The District of Columbia implemented a similar tax on plastic bags in 2010, which resulted in a 60 percent decrease in household use of disposable bags; D.C. stores also altered their practices, according to a DOEE survey, with 79 percent of businesses providing fewer single-use bags to customers. Additionally, in 2015, Hawaii passed a statewide plastic bag ban.
Tempel, however, feels Washington, D.C.’s experience is ‘ambiguous. “Although the number of plastic bags in the river seems to have decreased, the revenue from the 5-cent fee has stayed steady, which means people are using the same number of plastic bags,” she said.
The New Jersey Food Council (NJFC), an alliance of New Jersey food retailers and their suppliers, supports Bill A3267 because of its universal guidelines for stores. “Our industry recognizes the need for a balanced solution...providing retailers with a uniform and standard policy, rather than forcing food stores to comply with a confusing patchwork of municipal ordinances,” said NJFC President Linda Doherty in a press release.
“We shouldn’t be using plastics at all, even if the state would wind up generating some funds from a bag fee,” said Janet Tauro, Clean Water Action’s NJ Board Chair in a press release. “Some things are just more important than money like environmental and public health.”
Plastic bags, said Tempel, are a ‘pernicious form of litter.’ “Plastic bags are a bad kind of litter aesthetically because they blow around and get caught in visible places like shrubbery, and sometimes places you can’t even reach to clear them out, like trees. They can clog storm drains. Animals can get tangled in them; some animals eat them,” she said. “The plastic degrades from exposure to UV light and weathering, and breaks into tiny pieces, but they do not decompose like paper. The tiny pieces are eaten by small animals like worms and oysters, and get into the food chain.”
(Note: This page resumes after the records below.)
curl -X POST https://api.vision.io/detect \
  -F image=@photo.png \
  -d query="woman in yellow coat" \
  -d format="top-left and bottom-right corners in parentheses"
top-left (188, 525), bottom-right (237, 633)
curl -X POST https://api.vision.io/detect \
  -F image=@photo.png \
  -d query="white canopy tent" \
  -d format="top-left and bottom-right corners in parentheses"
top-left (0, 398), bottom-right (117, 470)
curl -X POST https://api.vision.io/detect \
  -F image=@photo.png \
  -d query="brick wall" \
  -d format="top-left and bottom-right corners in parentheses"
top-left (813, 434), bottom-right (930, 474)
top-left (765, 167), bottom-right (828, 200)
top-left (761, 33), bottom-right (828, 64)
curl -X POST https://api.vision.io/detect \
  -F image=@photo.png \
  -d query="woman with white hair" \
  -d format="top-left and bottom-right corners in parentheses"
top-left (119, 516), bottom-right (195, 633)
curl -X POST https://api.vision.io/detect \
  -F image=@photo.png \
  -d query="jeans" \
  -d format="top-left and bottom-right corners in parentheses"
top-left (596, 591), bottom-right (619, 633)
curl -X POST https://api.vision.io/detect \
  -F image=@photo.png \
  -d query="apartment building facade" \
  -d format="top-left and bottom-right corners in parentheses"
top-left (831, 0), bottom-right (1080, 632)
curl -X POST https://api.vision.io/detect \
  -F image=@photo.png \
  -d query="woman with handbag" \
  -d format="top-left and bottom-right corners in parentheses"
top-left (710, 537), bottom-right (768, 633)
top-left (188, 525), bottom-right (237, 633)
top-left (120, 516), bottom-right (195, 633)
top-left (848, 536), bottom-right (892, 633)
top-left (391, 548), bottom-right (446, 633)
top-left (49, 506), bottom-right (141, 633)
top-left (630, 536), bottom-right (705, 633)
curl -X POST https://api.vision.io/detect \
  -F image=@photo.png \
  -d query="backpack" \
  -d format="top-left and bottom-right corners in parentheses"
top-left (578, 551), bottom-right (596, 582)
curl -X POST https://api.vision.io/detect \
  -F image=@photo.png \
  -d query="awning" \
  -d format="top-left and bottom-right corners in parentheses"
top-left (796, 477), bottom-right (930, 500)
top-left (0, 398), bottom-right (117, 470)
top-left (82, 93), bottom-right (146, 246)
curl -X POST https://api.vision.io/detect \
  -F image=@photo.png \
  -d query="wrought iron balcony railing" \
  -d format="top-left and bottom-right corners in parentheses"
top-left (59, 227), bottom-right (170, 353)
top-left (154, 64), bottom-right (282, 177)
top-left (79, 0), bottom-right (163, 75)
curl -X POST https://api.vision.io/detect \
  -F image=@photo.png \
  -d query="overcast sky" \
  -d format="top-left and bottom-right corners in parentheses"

Tempel, however, noted that the misconception is that ‘a single plastic grocery bag has a bigger environmental footprint than a reusable tote bag.’ She said that a comparative lifecycle study published in 2008 by the U. K. Environment Agency found that ‘single-use plastic bags had the smallest carbon footprint – 2 kg carbon/bag – of any of the kinds of carryout bags studied, including various kinds of plastic and cloth reusable bags.’
“You need to use a cotton tote bag hundreds of times to make up for the environmental impact of its manufacture in terms of single-use bags avoided,” said Tempel. “However, you can use it hundreds of times, so it is worth using to avoid the negative impacts of single-use plastic bags.”